There was a thoughtful pause on the other end of the line. “There is, of course, always some small probability of an error. I'd estimate… perhaps one in a hundred.”

“Thanks,” Moon said grimly. “I owe you one.”

“That you do.” There was a distinct click, followed by a dial tone.

The Ute policeman stared at the telephone. And wondered what to do next. One option was out of the question.

Sleep.

So he sat at the kitchen table for a long time. Staring with an unfocused stare at the cover of
Time
magazine. Imagining a complex jigsaw puzzle—with one very significant piece lost. The weary lawman was convinced that no part of his brain was actually working. But somewhere in the darkness, something clicked. It was much like an electric shock. Had the missing piece been presented to him as a gift? Moon found his coat, removed the small parcel from a pocket. He dumped its contents onto the colorful magazine cover. For almost an hour, he used the gleaming tip of a Buck sheath knife to maneuver the small bits into various positions. But it just didn't work. No, it was an interesting little game, but the pieces simply didn't fit. He yawned. Might as well give it up. Get some sack time before the sun came up.

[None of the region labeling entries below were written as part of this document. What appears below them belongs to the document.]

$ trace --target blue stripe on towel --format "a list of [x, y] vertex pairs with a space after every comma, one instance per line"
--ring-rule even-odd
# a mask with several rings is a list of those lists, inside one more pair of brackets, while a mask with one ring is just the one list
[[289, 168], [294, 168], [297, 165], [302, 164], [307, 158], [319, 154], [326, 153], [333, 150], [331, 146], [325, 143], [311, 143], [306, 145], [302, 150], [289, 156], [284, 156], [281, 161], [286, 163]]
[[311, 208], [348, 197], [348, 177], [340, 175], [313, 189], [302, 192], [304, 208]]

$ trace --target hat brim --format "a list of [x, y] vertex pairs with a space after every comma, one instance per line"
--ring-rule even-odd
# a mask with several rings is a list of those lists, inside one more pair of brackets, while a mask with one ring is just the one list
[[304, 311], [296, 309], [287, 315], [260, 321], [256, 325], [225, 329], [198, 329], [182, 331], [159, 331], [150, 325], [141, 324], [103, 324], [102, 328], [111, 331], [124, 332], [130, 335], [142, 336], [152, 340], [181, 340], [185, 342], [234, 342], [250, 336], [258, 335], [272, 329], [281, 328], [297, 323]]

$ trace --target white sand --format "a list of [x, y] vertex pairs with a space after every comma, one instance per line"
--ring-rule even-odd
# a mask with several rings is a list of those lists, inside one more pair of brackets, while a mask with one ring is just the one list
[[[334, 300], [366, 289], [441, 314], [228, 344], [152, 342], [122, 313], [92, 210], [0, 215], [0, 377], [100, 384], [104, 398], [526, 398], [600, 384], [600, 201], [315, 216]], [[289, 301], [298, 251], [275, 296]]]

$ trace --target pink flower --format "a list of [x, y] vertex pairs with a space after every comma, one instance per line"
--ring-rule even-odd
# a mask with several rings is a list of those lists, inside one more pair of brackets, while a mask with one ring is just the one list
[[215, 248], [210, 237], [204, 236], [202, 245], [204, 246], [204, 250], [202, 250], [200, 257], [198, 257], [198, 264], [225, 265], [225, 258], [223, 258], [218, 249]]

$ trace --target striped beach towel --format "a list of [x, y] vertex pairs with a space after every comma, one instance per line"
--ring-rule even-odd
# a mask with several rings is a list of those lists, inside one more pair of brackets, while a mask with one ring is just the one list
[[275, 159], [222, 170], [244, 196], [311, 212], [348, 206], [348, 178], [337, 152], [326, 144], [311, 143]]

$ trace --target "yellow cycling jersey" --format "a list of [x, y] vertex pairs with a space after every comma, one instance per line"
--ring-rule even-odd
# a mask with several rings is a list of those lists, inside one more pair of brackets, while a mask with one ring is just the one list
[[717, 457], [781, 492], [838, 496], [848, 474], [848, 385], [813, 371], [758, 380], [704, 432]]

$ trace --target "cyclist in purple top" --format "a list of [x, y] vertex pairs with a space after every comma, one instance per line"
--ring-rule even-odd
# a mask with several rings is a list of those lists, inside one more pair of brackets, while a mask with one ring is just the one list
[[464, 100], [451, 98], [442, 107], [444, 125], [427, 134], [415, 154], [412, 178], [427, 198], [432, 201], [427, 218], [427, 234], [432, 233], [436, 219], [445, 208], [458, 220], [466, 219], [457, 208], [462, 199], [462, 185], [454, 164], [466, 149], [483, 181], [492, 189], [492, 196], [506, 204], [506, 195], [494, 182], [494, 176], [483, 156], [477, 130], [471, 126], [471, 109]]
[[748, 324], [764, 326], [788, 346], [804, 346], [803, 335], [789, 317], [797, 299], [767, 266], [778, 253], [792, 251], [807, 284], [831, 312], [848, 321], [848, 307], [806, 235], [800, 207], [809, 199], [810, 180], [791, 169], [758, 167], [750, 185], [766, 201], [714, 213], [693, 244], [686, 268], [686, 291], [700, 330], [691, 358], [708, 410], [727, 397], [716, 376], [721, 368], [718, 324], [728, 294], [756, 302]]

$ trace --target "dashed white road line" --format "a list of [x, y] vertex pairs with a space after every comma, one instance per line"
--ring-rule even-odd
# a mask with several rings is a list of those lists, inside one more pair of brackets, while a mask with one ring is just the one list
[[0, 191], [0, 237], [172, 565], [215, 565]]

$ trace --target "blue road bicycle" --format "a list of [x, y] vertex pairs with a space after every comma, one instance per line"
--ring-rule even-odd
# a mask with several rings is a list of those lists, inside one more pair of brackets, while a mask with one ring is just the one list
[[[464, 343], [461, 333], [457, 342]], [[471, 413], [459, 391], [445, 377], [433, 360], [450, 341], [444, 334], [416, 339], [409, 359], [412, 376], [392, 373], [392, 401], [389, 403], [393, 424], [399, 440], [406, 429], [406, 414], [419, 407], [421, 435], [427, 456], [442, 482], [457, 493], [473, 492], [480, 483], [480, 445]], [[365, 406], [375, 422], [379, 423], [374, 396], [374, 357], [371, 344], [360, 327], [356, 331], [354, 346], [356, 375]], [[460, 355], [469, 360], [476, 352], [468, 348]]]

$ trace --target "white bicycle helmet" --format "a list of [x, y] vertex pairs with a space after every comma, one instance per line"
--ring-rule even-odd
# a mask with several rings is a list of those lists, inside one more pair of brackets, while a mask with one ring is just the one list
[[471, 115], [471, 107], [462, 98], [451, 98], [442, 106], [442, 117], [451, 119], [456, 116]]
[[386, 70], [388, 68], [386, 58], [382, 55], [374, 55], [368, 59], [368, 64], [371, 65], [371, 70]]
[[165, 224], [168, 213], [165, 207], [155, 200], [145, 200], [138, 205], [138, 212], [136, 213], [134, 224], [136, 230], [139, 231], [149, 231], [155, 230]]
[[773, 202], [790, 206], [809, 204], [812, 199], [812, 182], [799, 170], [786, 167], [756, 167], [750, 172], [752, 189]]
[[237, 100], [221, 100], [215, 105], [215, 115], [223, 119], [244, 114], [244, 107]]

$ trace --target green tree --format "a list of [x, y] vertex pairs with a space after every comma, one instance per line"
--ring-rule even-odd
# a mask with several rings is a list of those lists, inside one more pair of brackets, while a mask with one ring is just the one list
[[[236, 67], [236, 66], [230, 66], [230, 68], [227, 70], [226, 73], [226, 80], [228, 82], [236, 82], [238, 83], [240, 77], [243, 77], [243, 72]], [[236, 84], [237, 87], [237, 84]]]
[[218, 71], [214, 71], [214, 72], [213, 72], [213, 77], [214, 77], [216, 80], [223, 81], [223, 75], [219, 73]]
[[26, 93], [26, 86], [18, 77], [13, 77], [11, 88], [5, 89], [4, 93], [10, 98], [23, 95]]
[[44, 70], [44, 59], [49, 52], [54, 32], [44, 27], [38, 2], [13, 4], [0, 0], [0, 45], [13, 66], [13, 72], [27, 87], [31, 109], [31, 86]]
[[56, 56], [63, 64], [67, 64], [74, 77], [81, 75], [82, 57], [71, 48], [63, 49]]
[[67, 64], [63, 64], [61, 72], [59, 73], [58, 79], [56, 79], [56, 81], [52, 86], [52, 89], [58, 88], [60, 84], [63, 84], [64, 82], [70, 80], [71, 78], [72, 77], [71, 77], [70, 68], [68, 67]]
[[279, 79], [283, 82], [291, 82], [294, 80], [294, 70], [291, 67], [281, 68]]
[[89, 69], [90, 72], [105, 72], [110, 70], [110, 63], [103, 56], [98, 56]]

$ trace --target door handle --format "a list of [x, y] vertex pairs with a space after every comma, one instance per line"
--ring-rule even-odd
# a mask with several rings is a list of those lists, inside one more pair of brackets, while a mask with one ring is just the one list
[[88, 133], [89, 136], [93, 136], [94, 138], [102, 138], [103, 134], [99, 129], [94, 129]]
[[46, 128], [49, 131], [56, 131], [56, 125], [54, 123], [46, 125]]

And then… he moved the right piece into the right place.

*  *  *

The children sat in the tiny camp-trailer, applying stubby crayons to a Denny Dinosaur coloring book.

“I guess I better go,” Sarah said. “Aunt Daisy will need me to help her clean up the supper dishes.” When speaking to the child who was two years her junior, the eight-year-old assumed a superior attitude befitting her seniority. “You better come with me.”

Butter looked out the window at the gathering hints of twilight. “So the Booger-man won't come in here and get me?”

“There ain't no such thing as a Booger-man,” Sarah said in an uncertain tone.